Sırf erkekler soyunuyor diye, sapına kadar erkek filmi Striptiz'i "Kadın" filmi sanan, "Bu bizim filmimiz, hadi koşun" diyen feministlerimiz ve kadın yazarlarımız bu filmi nasıl gözden kaçırdılar anlamak mümkün değil..
Son yılların en feminist filmi.. Şekil feminizmi değil, bizde yapıldığı gibi.. Özde..
Ve de hoş.. Çok hoş.. Bu sene izlediğim en keyifli filmlerden biri..
Amma velakin, sadece feministler değil, işletmeciler de fark etmemiş.. Bizim Muzo, Kanyon'a almamış, Astori'ya yollamış.. Filmi bir yıl sonra getirdikleri yetmiyormuş gibi, bir de saklamışlar sanki, kimse görmesin, duymasın diye.. Biraz da bunun için uzun uzun yazma karar verdim, salonda bizden başka dört seyirci daha görünce.. Oysa, haftalarca kapalı gişe oynayacak bir film var, ortada..
Mutlu Et Beni/ Hysteria'dan söz ediyorum..
1960'lı yıllardan itibaren feminizmin simgesi haline gelen vibratörün icadını anlatıyor film..
1880'li yıllar.. Victoria İngiltere'sindeyiz..
Kadınlarda yoğun görülen bir hastalık var..
Hysteria.. İsteri.. Yunanca "Rahim" anlamına Hyster'den türetilmiş bir ruhsal hastalık..
Görünüm, dengesizlik.. Eski Yunan ve Roma doktorları, rahimden kaynaklanan seksüel açlığın bu dengesiz ruh halini yarattığına inanıyorlar.
Tedavi yıllar boyu iki türlü..
Birincisi pratik.. Kadının ruhsal durumu çılgınlık derecesine gelmemişse, doktorlar hastalarını belirli sürede rahatlatıyorlar. Terime dikkat..
Orgazm sözcüğü yok. O devirde kadının orgazm olduğu düşünülmüyor bile.. Rahatlama işini uzman doktorlar, el masajıyla yapıyorlar.
Çok ağır hastalarda (!) radikal tedavi var..
Kadını seksüel bakımdan tahrik eden ve azdıran (!) klitoris ameliyatla çıkarılıyor..
İkinci tedavi vahşice.. Ama birincisi de kolay değil.
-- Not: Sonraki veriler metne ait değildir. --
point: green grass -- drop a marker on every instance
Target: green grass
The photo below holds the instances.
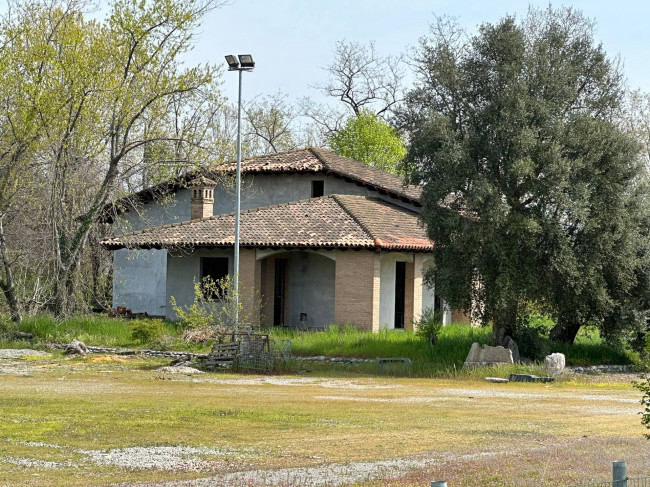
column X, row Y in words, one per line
column 450, row 352
column 445, row 358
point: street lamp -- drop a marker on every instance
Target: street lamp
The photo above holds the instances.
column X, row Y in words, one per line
column 244, row 63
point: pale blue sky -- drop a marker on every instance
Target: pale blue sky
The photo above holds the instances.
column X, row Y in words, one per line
column 291, row 40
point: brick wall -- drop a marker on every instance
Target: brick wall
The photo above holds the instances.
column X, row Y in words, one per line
column 356, row 291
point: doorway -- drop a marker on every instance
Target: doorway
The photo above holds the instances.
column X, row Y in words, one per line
column 279, row 292
column 400, row 288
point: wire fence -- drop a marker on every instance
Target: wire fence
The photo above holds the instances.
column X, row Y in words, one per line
column 629, row 482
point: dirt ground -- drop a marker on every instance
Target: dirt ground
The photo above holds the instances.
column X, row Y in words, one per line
column 106, row 420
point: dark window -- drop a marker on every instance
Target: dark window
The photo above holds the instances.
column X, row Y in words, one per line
column 400, row 293
column 317, row 188
column 214, row 268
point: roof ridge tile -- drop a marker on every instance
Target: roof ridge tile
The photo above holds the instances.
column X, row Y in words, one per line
column 356, row 219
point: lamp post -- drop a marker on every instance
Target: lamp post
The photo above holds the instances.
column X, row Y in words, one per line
column 244, row 63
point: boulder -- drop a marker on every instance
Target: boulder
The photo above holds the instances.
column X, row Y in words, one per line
column 529, row 378
column 76, row 347
column 486, row 355
column 511, row 345
column 23, row 335
column 555, row 364
column 497, row 380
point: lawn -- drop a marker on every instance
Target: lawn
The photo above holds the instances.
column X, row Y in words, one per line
column 85, row 422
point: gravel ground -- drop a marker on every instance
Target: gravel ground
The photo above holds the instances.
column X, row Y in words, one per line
column 193, row 459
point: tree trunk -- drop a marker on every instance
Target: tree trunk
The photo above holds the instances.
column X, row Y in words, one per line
column 565, row 331
column 8, row 285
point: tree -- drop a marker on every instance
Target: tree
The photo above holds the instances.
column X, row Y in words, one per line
column 532, row 192
column 268, row 122
column 108, row 105
column 362, row 80
column 368, row 139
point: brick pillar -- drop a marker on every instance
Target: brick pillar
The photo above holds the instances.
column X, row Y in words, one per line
column 250, row 283
column 356, row 293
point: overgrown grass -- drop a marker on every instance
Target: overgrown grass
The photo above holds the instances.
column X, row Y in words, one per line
column 449, row 353
column 446, row 357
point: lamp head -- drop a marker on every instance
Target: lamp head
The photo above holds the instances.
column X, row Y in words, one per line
column 232, row 61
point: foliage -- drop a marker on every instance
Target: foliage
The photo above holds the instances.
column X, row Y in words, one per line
column 368, row 139
column 146, row 330
column 531, row 191
column 215, row 305
column 429, row 325
column 532, row 340
column 644, row 387
column 91, row 108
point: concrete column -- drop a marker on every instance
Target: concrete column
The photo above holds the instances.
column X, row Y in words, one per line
column 268, row 288
column 356, row 293
column 413, row 292
column 619, row 474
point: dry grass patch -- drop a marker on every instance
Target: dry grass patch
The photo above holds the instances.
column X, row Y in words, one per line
column 266, row 423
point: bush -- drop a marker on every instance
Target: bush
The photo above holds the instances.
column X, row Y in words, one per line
column 144, row 330
column 215, row 305
column 531, row 340
column 429, row 326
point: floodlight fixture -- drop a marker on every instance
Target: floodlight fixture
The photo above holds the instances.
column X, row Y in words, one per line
column 246, row 61
column 232, row 61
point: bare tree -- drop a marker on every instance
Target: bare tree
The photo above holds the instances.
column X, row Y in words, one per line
column 363, row 81
column 269, row 124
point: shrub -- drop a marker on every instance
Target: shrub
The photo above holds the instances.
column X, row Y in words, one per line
column 531, row 340
column 146, row 330
column 213, row 306
column 429, row 325
column 200, row 334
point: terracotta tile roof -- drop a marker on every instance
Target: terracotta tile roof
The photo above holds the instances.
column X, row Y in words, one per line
column 309, row 160
column 324, row 160
column 335, row 221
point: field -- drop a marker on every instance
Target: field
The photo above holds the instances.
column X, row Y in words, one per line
column 106, row 420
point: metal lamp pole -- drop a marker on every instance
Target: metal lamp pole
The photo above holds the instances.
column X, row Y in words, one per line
column 244, row 63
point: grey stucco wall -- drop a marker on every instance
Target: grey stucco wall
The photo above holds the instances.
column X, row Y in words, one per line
column 311, row 279
column 183, row 270
column 139, row 278
column 273, row 189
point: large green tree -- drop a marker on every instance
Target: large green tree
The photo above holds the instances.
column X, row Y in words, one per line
column 532, row 192
column 368, row 139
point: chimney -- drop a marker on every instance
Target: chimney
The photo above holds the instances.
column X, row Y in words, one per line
column 202, row 190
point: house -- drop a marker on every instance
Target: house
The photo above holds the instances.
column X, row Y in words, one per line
column 323, row 239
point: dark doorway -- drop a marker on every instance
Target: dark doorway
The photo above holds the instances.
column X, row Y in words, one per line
column 400, row 287
column 279, row 292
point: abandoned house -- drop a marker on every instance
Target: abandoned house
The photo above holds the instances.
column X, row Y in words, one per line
column 323, row 239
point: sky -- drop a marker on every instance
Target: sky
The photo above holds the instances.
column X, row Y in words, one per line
column 293, row 40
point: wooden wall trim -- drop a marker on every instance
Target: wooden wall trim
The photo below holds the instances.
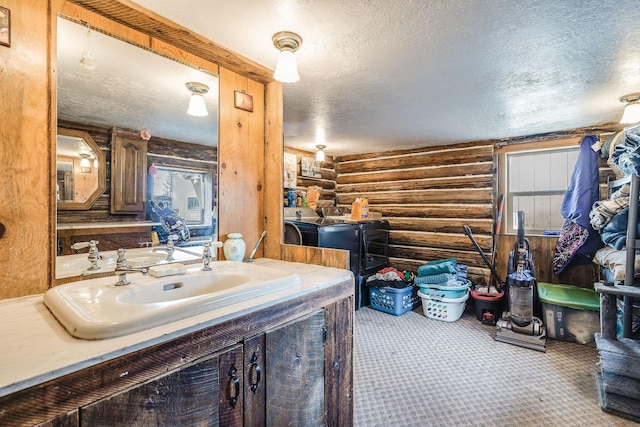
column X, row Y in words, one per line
column 28, row 206
column 273, row 170
column 241, row 165
column 128, row 13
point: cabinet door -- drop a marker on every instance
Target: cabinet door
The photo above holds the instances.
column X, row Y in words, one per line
column 254, row 383
column 128, row 173
column 231, row 399
column 184, row 397
column 295, row 373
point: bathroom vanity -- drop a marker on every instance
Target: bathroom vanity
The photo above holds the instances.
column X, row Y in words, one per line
column 285, row 358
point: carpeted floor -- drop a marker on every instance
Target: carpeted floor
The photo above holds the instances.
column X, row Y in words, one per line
column 411, row 370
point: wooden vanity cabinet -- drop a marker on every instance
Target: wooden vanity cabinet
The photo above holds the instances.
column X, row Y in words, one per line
column 291, row 364
column 128, row 173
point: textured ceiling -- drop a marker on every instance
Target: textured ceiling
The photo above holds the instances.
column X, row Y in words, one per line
column 393, row 74
column 130, row 88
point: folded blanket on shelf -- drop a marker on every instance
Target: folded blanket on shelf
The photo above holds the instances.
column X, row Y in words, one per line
column 461, row 272
column 627, row 155
column 436, row 279
column 615, row 260
column 614, row 233
column 438, row 267
column 603, row 210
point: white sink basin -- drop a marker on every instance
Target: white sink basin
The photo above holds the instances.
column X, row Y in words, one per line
column 97, row 309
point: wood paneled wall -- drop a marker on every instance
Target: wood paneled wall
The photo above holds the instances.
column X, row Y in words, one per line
column 241, row 170
column 427, row 195
column 26, row 233
column 326, row 181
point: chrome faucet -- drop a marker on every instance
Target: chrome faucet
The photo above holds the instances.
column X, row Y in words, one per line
column 170, row 248
column 122, row 268
column 94, row 254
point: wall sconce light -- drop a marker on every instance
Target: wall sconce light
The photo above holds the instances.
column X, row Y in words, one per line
column 84, row 162
column 197, row 106
column 632, row 109
column 320, row 153
column 286, row 68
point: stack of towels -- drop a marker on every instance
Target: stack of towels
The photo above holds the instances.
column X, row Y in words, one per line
column 445, row 272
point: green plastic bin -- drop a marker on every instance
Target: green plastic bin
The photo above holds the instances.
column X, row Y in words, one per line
column 570, row 313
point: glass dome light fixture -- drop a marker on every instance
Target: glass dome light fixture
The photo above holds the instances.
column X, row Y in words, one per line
column 87, row 61
column 286, row 68
column 84, row 162
column 631, row 112
column 197, row 106
column 320, row 153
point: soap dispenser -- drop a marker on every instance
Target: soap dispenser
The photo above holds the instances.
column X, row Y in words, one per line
column 234, row 248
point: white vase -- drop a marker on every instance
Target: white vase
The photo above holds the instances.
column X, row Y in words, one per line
column 234, row 248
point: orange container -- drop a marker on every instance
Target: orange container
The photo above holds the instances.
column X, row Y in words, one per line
column 360, row 209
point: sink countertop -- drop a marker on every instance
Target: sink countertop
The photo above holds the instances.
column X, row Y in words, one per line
column 113, row 224
column 40, row 349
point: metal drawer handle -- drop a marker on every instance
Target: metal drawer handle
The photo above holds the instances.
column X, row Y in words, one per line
column 236, row 385
column 255, row 368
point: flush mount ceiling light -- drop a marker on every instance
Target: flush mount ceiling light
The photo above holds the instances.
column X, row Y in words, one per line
column 84, row 162
column 286, row 68
column 87, row 61
column 632, row 109
column 197, row 106
column 320, row 153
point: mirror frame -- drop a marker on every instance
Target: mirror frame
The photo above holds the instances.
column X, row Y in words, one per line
column 102, row 176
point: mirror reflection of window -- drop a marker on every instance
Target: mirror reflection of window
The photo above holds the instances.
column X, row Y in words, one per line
column 188, row 193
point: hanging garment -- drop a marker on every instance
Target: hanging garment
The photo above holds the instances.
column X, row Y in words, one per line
column 578, row 241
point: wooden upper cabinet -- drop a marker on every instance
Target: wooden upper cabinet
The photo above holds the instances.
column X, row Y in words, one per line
column 128, row 173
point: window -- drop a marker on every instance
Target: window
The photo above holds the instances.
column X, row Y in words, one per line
column 188, row 192
column 535, row 181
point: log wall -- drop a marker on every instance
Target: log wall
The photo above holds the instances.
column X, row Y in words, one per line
column 427, row 195
column 326, row 181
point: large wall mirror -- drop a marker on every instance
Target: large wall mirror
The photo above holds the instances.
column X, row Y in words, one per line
column 80, row 170
column 105, row 83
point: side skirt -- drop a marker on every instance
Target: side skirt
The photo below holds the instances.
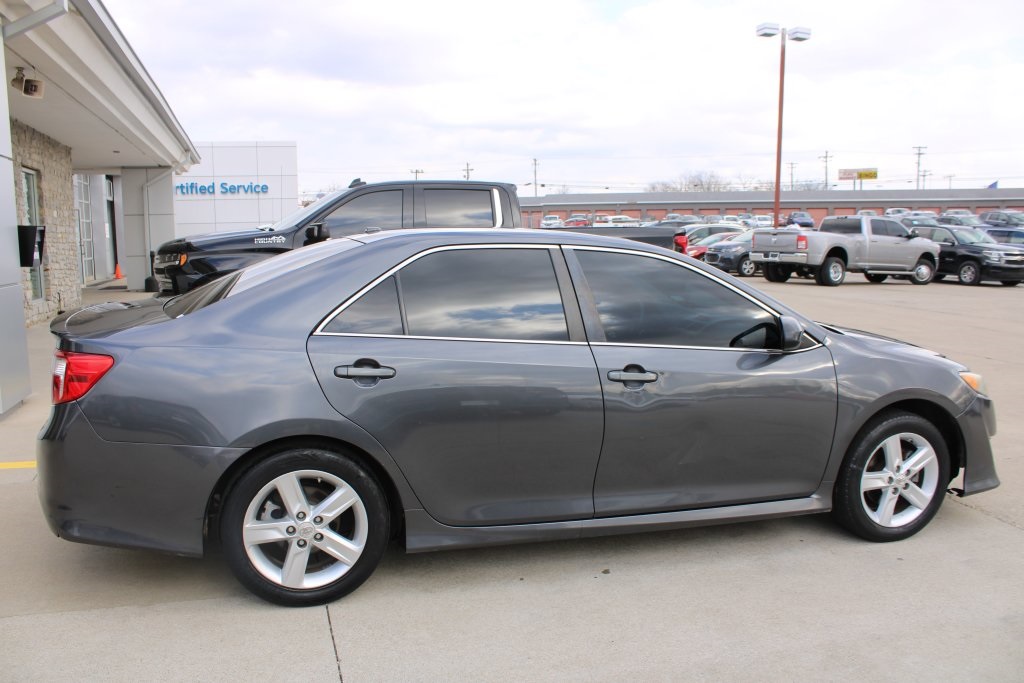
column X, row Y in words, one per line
column 424, row 534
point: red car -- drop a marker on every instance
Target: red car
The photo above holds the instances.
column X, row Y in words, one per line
column 700, row 248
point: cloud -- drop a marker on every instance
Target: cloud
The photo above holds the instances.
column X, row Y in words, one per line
column 601, row 93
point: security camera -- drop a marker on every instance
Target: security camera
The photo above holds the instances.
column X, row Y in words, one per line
column 33, row 88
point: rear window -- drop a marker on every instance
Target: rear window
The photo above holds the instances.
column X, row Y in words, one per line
column 461, row 208
column 842, row 226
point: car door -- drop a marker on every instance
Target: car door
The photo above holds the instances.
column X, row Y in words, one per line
column 699, row 411
column 466, row 365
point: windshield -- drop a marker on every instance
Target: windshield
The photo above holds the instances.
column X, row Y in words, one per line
column 969, row 236
column 304, row 213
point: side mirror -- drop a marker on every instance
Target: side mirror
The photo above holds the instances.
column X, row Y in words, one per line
column 793, row 333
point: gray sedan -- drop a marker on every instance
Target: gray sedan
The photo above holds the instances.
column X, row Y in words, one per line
column 473, row 387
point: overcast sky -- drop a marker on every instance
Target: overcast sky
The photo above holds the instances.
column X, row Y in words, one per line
column 603, row 93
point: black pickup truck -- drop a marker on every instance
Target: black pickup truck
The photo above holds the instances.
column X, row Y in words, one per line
column 187, row 262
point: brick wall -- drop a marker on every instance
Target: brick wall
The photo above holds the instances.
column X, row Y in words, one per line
column 56, row 205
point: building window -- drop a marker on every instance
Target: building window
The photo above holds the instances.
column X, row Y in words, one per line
column 30, row 209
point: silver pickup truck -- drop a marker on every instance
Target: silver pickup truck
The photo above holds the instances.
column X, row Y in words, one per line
column 877, row 246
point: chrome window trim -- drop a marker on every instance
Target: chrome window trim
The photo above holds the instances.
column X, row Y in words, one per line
column 355, row 297
column 496, row 199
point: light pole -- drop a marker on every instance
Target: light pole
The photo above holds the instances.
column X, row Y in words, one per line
column 799, row 34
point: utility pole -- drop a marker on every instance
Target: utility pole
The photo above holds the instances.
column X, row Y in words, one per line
column 825, row 158
column 920, row 152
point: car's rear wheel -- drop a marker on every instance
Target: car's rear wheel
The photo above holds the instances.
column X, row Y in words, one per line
column 747, row 267
column 923, row 273
column 304, row 526
column 969, row 272
column 832, row 272
column 893, row 479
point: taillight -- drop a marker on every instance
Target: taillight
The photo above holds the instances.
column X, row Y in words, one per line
column 75, row 374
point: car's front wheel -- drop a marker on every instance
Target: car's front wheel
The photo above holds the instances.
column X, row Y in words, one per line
column 304, row 526
column 893, row 479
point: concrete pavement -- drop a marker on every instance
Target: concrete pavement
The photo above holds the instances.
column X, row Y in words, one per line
column 777, row 600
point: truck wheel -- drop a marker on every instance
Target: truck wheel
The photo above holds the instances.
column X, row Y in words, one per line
column 832, row 272
column 923, row 272
column 969, row 272
column 745, row 267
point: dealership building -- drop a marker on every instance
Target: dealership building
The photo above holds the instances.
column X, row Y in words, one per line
column 236, row 185
column 87, row 167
Kadını rahatlatmak, bazen bir saati aşan bir süre masaj gerektiriyor.. Bu da doktorun masaj yapan kolunda ve bileğinde kramplara ve kronik sakatlıklara sebep oluyor..
Dr. Joseph Mortimer Granville, işte o sağ eli ve bileği sakatlanan doktorlardan biri.. O devirde yeni kullanıma giren elektriğe fevkalade meraklı, durmadan elektrikli aletler icat etmeğe çalışan bir arkadaşı ile, tarihin ilk vibratörünü icat ediyorlar.. Yapılan denemelerde, daha önce bir saate kadar süren, hatta zaman zaman başarısız kalan "Rahatlatma" tedavisi, bu alet sayesinde, beş dakikada üç defa gibi bir mucize yaratıyor.. ..ve 1960'lı yıllarda pilli örnekleriyle el çantasına girecek kadar küçülen ve Feminist devrimi başlatan vibratör icat edilmiş oluyor..
Klitorisin vücut dışında olmasını doğanın da feminist olduğu şeklinde yorumlayan "Kadını erkeğe muhtaç etmemek ve bağımlı kılmamak için orada" diyen feministler vibratörü simge yaptılar..
Gelelim filme..
İki diyalog nakledelim önce..
Hastalardan biri doktora "Tabii, koca bir evi tek başıma idare etmek kolay değil. Bu arada dört çocuk büyütüyorum. Hepsi harika çocuklar.. Kocam da çok iyi bir insan.. Çok çalışıyor.. Ama bir şey var doktor.. Bazı gece yarıları onun kafasını bir balta ile ikiye ayırdığımı hayal ediyorum" diyor..
Kahramanımız Dr.Granville'in birlikte çalıştığı patronu durumundaki doktorun, kendisini Londra gece kondularında yaşıyan zavallı kadınlara adamış, devrimci kızı ise bas bas bağırıyor..
"Evi temizlemek, yemek yapmak ve çocuk büyütmek.. İşimiz bu..
Hayır.. Kadın olarak bizim de haklarımız olmalı.. Üniversitede okuma hakkı.. Oy verme hakkı.. Erkeklerle eşitlik.. Kadınlara bu haklar verilir, eşit vatandaşlar olursak, İngiltere iki misli gelişir.."
Kadının cinsel haklarının bile olmadığı bir devirde bir genç kadın bu savaşı veriyor, düşünüyor musunuz?. ..Ve de bu genç, idealist, devrimci kadın rolünde Maggie Gyllenhaal, harika oynuyor..
Gerçekten harika..
Vibratörü, kadınları tedavi değil, kendi bileğini kurtarmak için icad eden genç doktorda ilk defa izlediğim Hugh Dancy de çok ok iyi.. Tüm kadro iyi aslında..
Film, yer yer göz yaşartan duygusal sahnelere de sahip ama genelde bir komedi havasında gelişiyor, çok ama çok ciddi şeyler anlatır ve kadınların tarih boyu neler çektiklerini naklederken.. Çok çok da iyi bir müziği var.
Vakti nasıl geçtiğini anlamayacaksınız..
Her şeyi ile o kadar güzel..
Özellikle kadın seyirciler kaçırmasınlar, ama aslında erkeklerin de görmesinde fayda var.. Günümüzde bile öğrenecekleri daha çok şey var çünkü..
Erkekçe'yi yönettiğim günlerden ve bize gelen özellikle "Kadın okur" mektuplarından çok iyi biliyorum!..
..Ve de son bir not.. Tıp bilimi İsteri'nin bir hastalık olmadığına, 1952 yılında karar verdi!.